From mboxrd@z Thu Jan  1 00:00:00 1970
Return-Path: <linux-kernel-owner@vger.kernel.org>
Received: (majordomo@vger.kernel.org) by vger.kernel.org via listexpand
	id S1034020AbbKFXRa (ORCPT <rfc822;w@1wt.eu>);
	Fri, 6 Nov 2015 18:17:30 -0500
Received: from mail-wi0-f180.google.com ([209.85.212.180]:35161 "EHLO
	mail-wi0-f180.google.com" rhost-flags-OK-OK-OK-OK) by vger.kernel.org
	with ESMTP id S1033956AbbKFXR2 (ORCPT
	<rfc822;linux-kernel@vger.kernel.org>);
	Fri, 6 Nov 2015 18:17:28 -0500
MIME-Version: 1.0
In-Reply-To: <alpine.DEB.2.11.1511061832590.4032@nanos>
References: <1446070176-14568-1-git-send-email-ross.zwisler@linux.intel.com>
	<x49lhamljhe.fsf@segfault.boston.devel.redhat.com>
	<20151028225112.GA30284@linux.intel.com>
	<CAPcyv4jYc_Ai+9st_QgzuWNMMHCQ-j6pe4R0XEWy5-mEb1_X5Q@mail.gmail.com>
	<alpine.DEB.2.11.1511060854570.4032@nanos>
	<CAPcyv4jJ3f=HC7p08KQwH4Q0+JzwqYJ8tw43j=7f8zSfOjpO2w@mail.gmail.com>
	<alpine.DEB.2.11.1511061832590.4032@nanos>
Date: Fri, 6 Nov 2015 15:17:27 -0800
Message-ID: <CAPcyv4iptRuGb0O13+LN0Qv7XUDdJYG6TCJNOVMASDTLw90gtw@mail.gmail.com>
Subject: Re: [PATCH 0/2] "big hammer" for DAX msync/fsync correctness
From: Dan Williams <dan.j.williams@intel.com>
To: Thomas Gleixner <tglx@linutronix.de>
Cc: Ross Zwisler <ross.zwisler@linux.intel.com>,
        Jeff Moyer <jmoyer@redhat.com>,
        linux-nvdimm <linux-nvdimm@ml01.01.org>, X86 ML <x86@kernel.org>,
        Dave Chinner <david@fromorbit.com>,
        "linux-kernel@vger.kernel.org" <linux-kernel@vger.kernel.org>,
        Ingo Molnar <mingo@redhat.com>, "H. Peter Anvin" <hpa@zytor.com>,
        Jan Kara <jack@suse.com>
Content-Type: text/plain; charset=UTF-8
Sender: linux-kernel-owner@vger.kernel.org
List-ID: <linux-kernel.vger.kernel.org>
X-Mailing-List: linux-kernel@vger.kernel.org

On Fri, Nov 6, 2015 at 9:35 AM, Thomas Gleixner <tglx@linutronix.de> wrote:
> On Fri, 6 Nov 2015, Dan Williams wrote:
>> On Fri, Nov 6, 2015 at 12:06 AM, Thomas Gleixner <tglx@linutronix.de> wrote:
>> > Just for the record. Such a flush mechanism with
>> >
>> >      on_each_cpu()
>> >         wbinvd()
>> >         ...
>> >
>> > will make that stuff completely unusable on Real-Time systems. We've
>> > been there with the big hammer approach of the intel graphics
>> > driver.
>>
>> Noted.  This means RT systems either need to disable DAX or avoid
>> fsync.  Yes, this is a wart, but not an unexpected one in a first
>> generation persistent memory platform.
>
> And it's not just only RT. The folks who are aiming for 100%
> undisturbed user space (NOHZ_FULL) will be massively unhappy about
> that as well.
>
> Is it really required to do that on all cpus?
>

I believe it is, but I'll double check.

I assume the folks that want undisturbed userspace are ok with the
mitigation to modify their application to flush by individual cache
lines if they want to use DAX without fsync.  At least until the
platform can provide a cheaper fsync implementation.
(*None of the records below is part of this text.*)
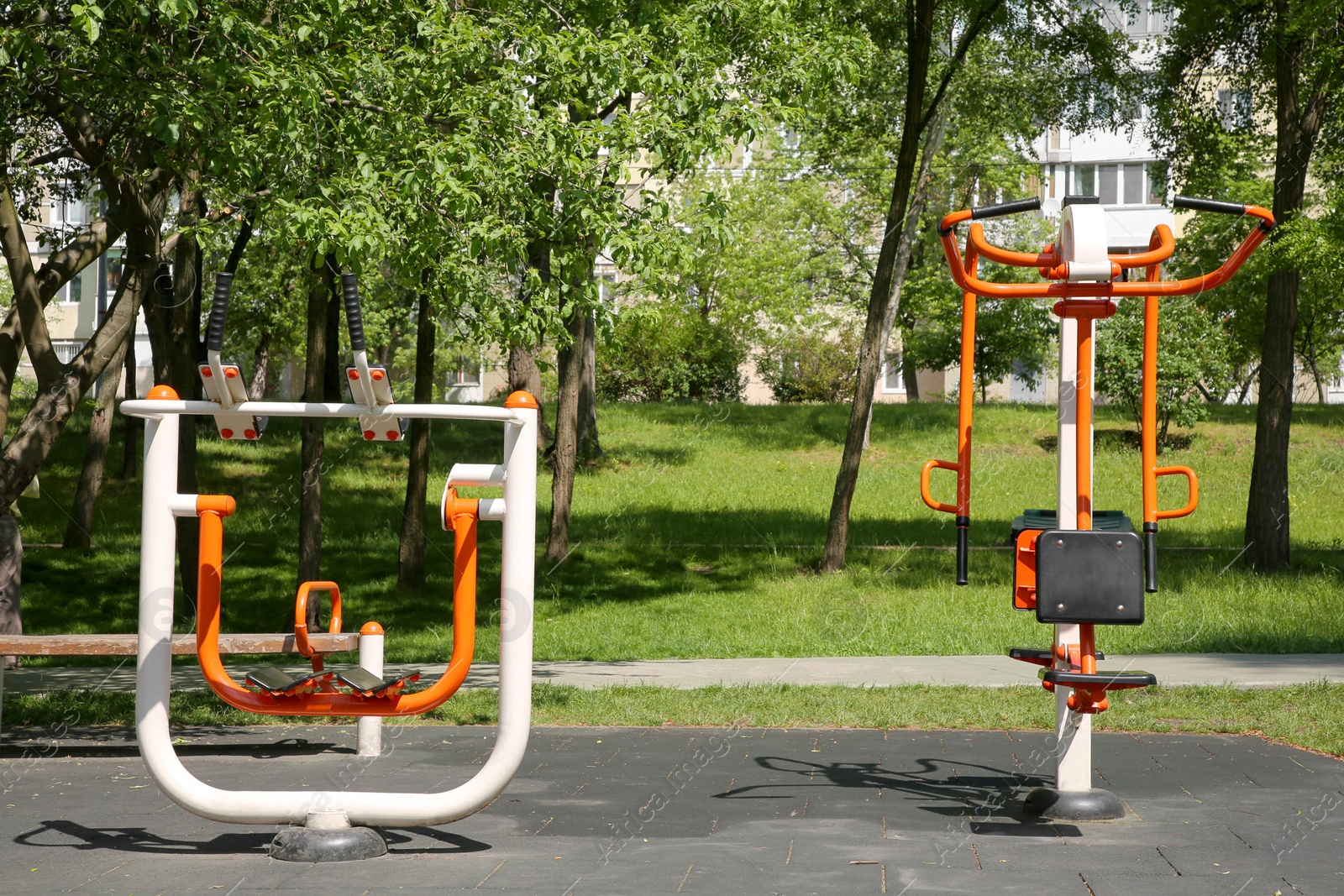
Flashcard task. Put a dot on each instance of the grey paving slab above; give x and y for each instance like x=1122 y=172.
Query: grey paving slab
x=1241 y=669
x=691 y=810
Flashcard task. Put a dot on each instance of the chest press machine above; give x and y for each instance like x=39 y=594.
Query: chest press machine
x=1074 y=575
x=331 y=825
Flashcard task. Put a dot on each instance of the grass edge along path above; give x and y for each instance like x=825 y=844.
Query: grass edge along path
x=1307 y=715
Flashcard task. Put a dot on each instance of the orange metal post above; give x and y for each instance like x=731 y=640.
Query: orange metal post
x=1148 y=436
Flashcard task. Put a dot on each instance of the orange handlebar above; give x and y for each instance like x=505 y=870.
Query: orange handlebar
x=924 y=484
x=1194 y=490
x=1159 y=251
x=302 y=644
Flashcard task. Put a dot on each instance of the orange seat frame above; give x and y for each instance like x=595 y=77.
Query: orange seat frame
x=212 y=510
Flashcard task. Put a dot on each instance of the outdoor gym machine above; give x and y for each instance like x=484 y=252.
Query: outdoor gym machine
x=1074 y=575
x=331 y=825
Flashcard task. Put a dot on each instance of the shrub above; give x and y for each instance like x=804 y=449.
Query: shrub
x=808 y=367
x=676 y=355
x=1193 y=360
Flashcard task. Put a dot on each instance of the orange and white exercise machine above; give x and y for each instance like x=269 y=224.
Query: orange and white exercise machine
x=1075 y=577
x=333 y=825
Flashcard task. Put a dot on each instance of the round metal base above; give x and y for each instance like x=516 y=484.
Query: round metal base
x=1074 y=805
x=342 y=846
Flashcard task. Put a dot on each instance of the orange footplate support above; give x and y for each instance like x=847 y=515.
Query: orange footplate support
x=212 y=510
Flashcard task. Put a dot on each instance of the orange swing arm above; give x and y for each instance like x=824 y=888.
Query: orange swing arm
x=965 y=409
x=212 y=510
x=1149 y=432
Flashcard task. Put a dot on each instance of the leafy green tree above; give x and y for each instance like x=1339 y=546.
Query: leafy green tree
x=808 y=365
x=671 y=354
x=1280 y=67
x=1193 y=362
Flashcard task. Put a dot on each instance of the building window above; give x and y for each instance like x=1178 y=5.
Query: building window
x=467 y=371
x=1234 y=107
x=893 y=375
x=1156 y=183
x=1085 y=181
x=1133 y=177
x=1109 y=181
x=71 y=291
x=66 y=348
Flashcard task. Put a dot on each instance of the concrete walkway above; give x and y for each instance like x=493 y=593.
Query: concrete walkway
x=1240 y=669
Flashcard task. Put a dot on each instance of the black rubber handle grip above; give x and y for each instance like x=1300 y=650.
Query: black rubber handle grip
x=1151 y=562
x=354 y=318
x=1005 y=208
x=963 y=555
x=1194 y=203
x=219 y=312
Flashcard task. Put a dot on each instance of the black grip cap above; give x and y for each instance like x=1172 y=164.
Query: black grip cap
x=349 y=291
x=1194 y=203
x=963 y=555
x=1005 y=208
x=1151 y=560
x=219 y=312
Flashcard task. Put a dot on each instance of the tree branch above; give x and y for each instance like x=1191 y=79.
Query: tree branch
x=958 y=56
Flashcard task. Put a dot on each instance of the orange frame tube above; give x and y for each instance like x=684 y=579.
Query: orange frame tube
x=965 y=412
x=212 y=510
x=969 y=282
x=302 y=642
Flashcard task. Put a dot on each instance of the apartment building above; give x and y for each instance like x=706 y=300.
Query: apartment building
x=78 y=308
The option to drive cache flushing from the radix is at least
interruptible, but it might be long running depending on how much
virtual address space is dirty.  Altogether, the options in the
current generation are:

1/ wbinvd driven: quick flush O(size of cache), but long interrupt-off latency

2/ radix driven: long flush O(size of dirty range), but at least preempt-able

3/ DAX without calling fsync: userspace takes direct responsibility
for cache management of DAX mappings

4/ DAX disabled: fsync is the standard page cache writeback latency

We could potentially argue about 1 vs 2 ad nauseum, but I wonder if
there is room to it punt it to a configuration option or make it
dynamic?  My stance is do 1 with the hope of riding options 3 and 4
until the platform happens to provide a better alternative.